The importance of creating a relatable brand identity
Your brand is your professional identity; it’s the way you present yourself to your potential client base – and the rest of the world.
Shaping your brand identity
Right off the bat, you want people to get a good sense of your personality and character – essentially, you want your audience to know who you are. So, this begs the question, ‘Does your brand have these two elements?’
Curiosity, engagement and an overall connection – these are important indicators that will heavily dictate the relatability of your brand. Essentially, your brand needs to have a unique personality that induces emotional associations with the brand.
Positioning your brand
There are five questions to answer before creating your positioning statement:
- Who is your target customer?
- What’s your product or service category?
- What’s the greatest benefit of your product or service?
- Do you have proof of that benefit?
- What sets your product/service apart from your competitors?

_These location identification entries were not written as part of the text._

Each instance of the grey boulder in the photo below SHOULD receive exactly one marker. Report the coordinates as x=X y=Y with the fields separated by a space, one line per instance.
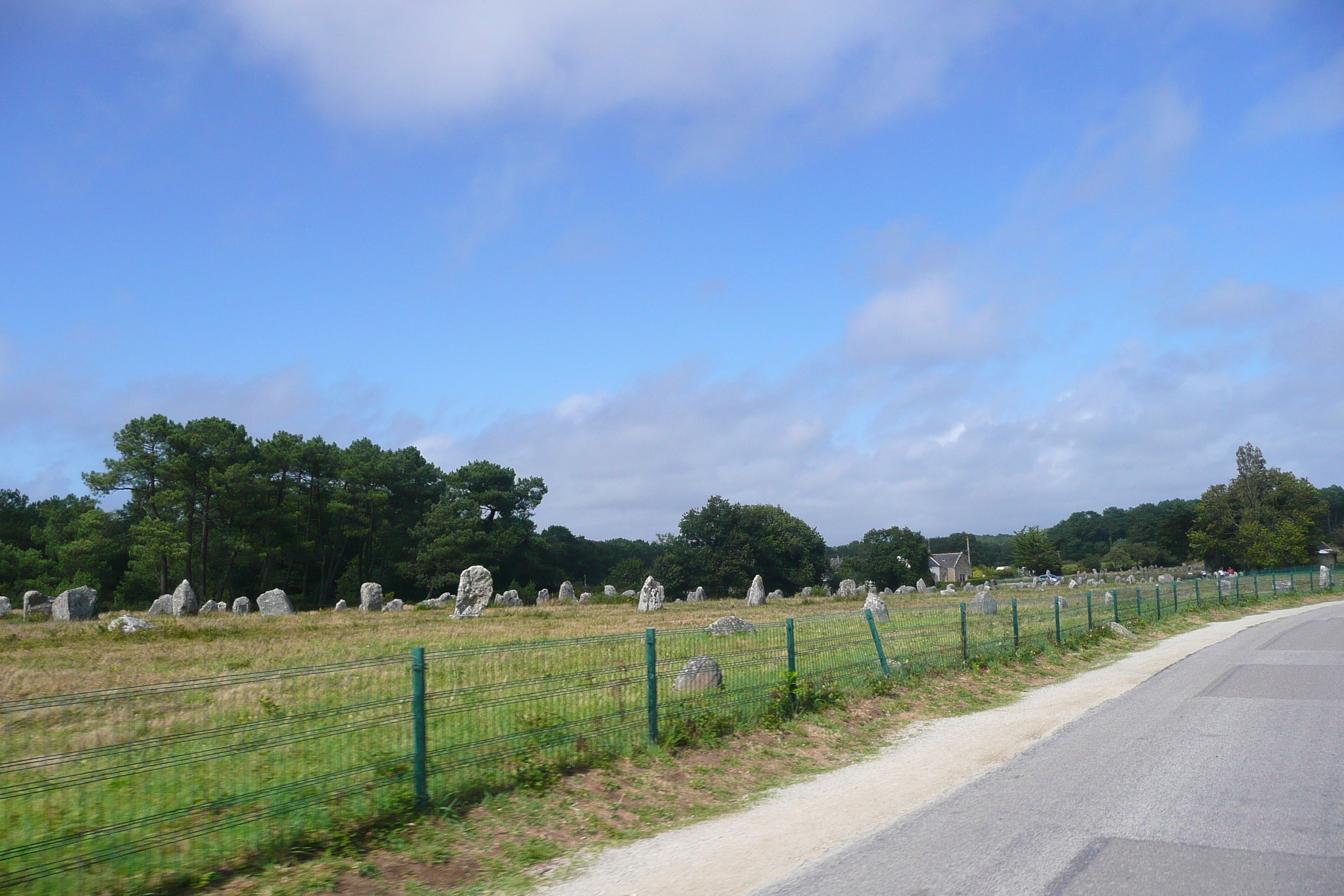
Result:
x=130 y=625
x=76 y=603
x=475 y=589
x=651 y=596
x=37 y=605
x=699 y=674
x=275 y=603
x=370 y=597
x=730 y=625
x=756 y=594
x=881 y=613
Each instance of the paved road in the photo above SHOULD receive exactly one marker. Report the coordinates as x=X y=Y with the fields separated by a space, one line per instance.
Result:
x=1222 y=774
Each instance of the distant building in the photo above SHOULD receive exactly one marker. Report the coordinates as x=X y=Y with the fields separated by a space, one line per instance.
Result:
x=949 y=568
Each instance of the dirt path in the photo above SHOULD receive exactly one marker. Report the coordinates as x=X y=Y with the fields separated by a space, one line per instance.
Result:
x=741 y=852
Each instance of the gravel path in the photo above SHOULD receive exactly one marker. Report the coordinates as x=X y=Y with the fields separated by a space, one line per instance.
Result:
x=799 y=824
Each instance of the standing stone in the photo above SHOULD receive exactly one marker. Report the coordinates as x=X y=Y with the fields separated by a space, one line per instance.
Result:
x=130 y=625
x=475 y=589
x=756 y=594
x=275 y=603
x=730 y=625
x=37 y=605
x=370 y=597
x=881 y=613
x=983 y=603
x=76 y=603
x=699 y=674
x=183 y=601
x=651 y=596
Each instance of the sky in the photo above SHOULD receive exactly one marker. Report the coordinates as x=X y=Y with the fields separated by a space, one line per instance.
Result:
x=943 y=264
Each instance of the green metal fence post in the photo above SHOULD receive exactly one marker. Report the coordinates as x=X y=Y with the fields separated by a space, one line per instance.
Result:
x=651 y=659
x=877 y=643
x=794 y=664
x=965 y=651
x=418 y=722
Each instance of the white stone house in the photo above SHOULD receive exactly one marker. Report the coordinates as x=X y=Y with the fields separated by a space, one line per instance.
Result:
x=949 y=568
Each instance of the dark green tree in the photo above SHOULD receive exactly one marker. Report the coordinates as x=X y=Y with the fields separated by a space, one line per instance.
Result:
x=1034 y=551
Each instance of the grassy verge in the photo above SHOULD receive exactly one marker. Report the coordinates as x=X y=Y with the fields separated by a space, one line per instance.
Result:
x=506 y=843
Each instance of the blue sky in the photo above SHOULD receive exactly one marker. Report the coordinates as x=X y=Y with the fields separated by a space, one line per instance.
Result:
x=945 y=265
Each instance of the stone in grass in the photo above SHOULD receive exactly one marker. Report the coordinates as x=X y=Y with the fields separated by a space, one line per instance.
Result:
x=699 y=674
x=37 y=605
x=185 y=601
x=756 y=594
x=881 y=613
x=370 y=597
x=651 y=596
x=983 y=603
x=732 y=625
x=76 y=603
x=275 y=603
x=475 y=589
x=1121 y=631
x=130 y=625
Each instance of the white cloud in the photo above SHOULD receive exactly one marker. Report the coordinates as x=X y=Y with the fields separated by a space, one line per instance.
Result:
x=1311 y=104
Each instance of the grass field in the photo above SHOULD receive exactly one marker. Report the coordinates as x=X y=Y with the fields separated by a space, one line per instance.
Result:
x=293 y=734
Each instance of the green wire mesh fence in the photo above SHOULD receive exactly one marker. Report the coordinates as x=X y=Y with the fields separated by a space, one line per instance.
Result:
x=143 y=789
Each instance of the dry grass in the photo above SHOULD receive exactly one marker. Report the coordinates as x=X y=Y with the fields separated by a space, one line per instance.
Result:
x=510 y=841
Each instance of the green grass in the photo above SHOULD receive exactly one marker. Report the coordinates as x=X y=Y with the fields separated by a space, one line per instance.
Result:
x=264 y=770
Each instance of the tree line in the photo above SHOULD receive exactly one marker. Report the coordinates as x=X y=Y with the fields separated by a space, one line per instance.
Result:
x=233 y=515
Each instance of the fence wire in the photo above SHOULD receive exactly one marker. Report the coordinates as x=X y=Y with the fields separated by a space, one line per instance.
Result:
x=136 y=790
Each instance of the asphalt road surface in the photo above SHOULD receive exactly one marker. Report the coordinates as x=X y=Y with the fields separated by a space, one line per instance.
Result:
x=1221 y=774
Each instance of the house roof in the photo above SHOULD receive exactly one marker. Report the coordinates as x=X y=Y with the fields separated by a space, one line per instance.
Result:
x=947 y=559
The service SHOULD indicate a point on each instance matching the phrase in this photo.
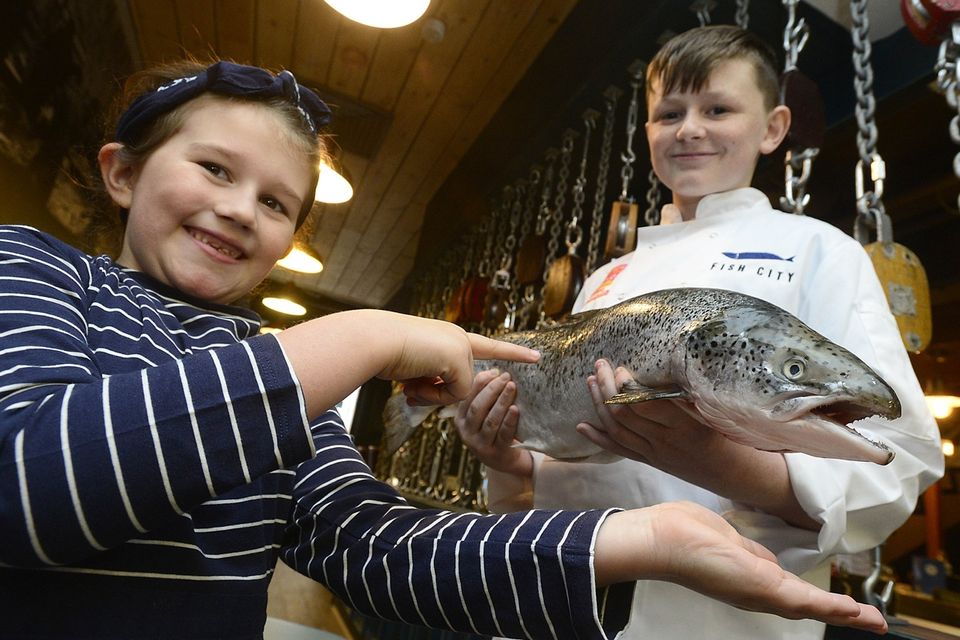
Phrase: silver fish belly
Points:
(753, 371)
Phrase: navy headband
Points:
(226, 78)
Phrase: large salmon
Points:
(753, 371)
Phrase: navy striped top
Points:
(156, 460)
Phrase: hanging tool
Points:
(622, 231)
(899, 270)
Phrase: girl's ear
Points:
(778, 125)
(117, 174)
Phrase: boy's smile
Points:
(708, 141)
(215, 206)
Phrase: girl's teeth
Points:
(221, 249)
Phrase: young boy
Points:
(712, 96)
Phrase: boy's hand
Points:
(487, 422)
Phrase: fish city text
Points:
(761, 271)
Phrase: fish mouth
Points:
(836, 416)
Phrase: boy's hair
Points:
(686, 61)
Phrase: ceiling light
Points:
(332, 187)
(942, 406)
(302, 259)
(385, 14)
(284, 300)
(940, 400)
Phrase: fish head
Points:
(765, 379)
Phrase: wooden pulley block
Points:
(622, 231)
(929, 20)
(908, 294)
(564, 280)
(530, 259)
(496, 310)
(454, 307)
(474, 300)
(808, 123)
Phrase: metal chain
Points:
(652, 214)
(566, 150)
(502, 277)
(487, 229)
(703, 8)
(530, 205)
(543, 215)
(628, 156)
(612, 94)
(795, 35)
(948, 79)
(742, 15)
(574, 232)
(870, 211)
(502, 215)
(560, 199)
(799, 165)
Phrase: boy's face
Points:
(709, 141)
(215, 206)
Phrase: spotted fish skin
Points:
(754, 372)
(724, 351)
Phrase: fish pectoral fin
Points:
(634, 393)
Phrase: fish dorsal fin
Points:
(633, 393)
(574, 319)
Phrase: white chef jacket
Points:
(824, 277)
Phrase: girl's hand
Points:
(487, 422)
(694, 547)
(434, 359)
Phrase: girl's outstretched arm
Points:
(694, 547)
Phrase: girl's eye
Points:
(214, 169)
(274, 204)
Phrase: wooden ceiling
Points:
(407, 107)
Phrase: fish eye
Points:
(794, 368)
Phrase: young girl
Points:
(157, 455)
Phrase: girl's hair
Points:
(147, 140)
(686, 61)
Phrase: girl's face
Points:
(709, 141)
(215, 206)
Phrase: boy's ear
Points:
(117, 174)
(778, 125)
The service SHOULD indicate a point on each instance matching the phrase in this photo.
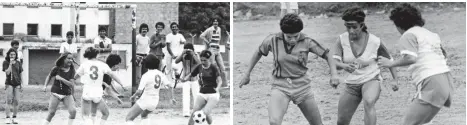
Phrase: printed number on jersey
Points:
(94, 74)
(158, 82)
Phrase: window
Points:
(82, 3)
(8, 29)
(32, 29)
(82, 30)
(56, 7)
(8, 6)
(106, 29)
(56, 29)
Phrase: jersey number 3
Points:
(158, 82)
(94, 74)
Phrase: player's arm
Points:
(409, 56)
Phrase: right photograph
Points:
(349, 63)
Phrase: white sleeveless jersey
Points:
(92, 73)
(430, 59)
(367, 67)
(151, 83)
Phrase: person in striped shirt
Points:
(290, 49)
(356, 52)
(422, 52)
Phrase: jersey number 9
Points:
(94, 74)
(158, 82)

These questions work in synergy with each other and once you can say ‘yes’ to all of them, you’ll have a much better idea of where you fit in the industry, giving you a foundation on which to craft your positioning statement.
Now that you have a better understanding of your position, the phase of fashioning a powerful identity based on your brand positioning.
Key questions to answer
- What makes your brand distinctive?
- Why do you want to bring this brand to fruition?
The best way to test if your band identity is powerful is to personify it, and ‘introduce’ it to your audience and assess their reactions. Furthermore, you have to define why you want this brand out there. It has to be based on passion – an inherent belief in what you want to achieve.
Once you’re satisfied with the brand’s personality, a voice, tone and style are needed – your brand has to be able to ‘speak’ to the customer and have a tone that is consistent across the spectrum.
In addition, it’s important that it also has a distinctive style. The best way to achieve this is through creating a style guide to which you adhere across all brand channels and platforms.
Does it break through the barrier?
The truth is that people receive promotional material all of the time through digital channels. It’s so common that it’s rendered the majority of us immune to the attempted allure of a click through – and that’s the challenge digital brands face. If it can break through this barrier, you’ve created a formidable brand identity.
Some A/B testing will be needed in order to gauge whether you’re attracting your target audience. A few tweaks may need to be made before you’ve created a successful recipe.
If you feel prospective customers will be able to identify your brand and the core message, values and services/products it offers within a minute, that’s fantastic.
In summary, a brand is the ‘what’ and ‘how’ perception of your company. In a sense, it needs to have its own personality that evokes feeling, connection and has an overall appearance that clearly conveys this ‘character’ to the public. Remember, a brand’s identity will always need to evolve with changes in market stimuli and customer expectations.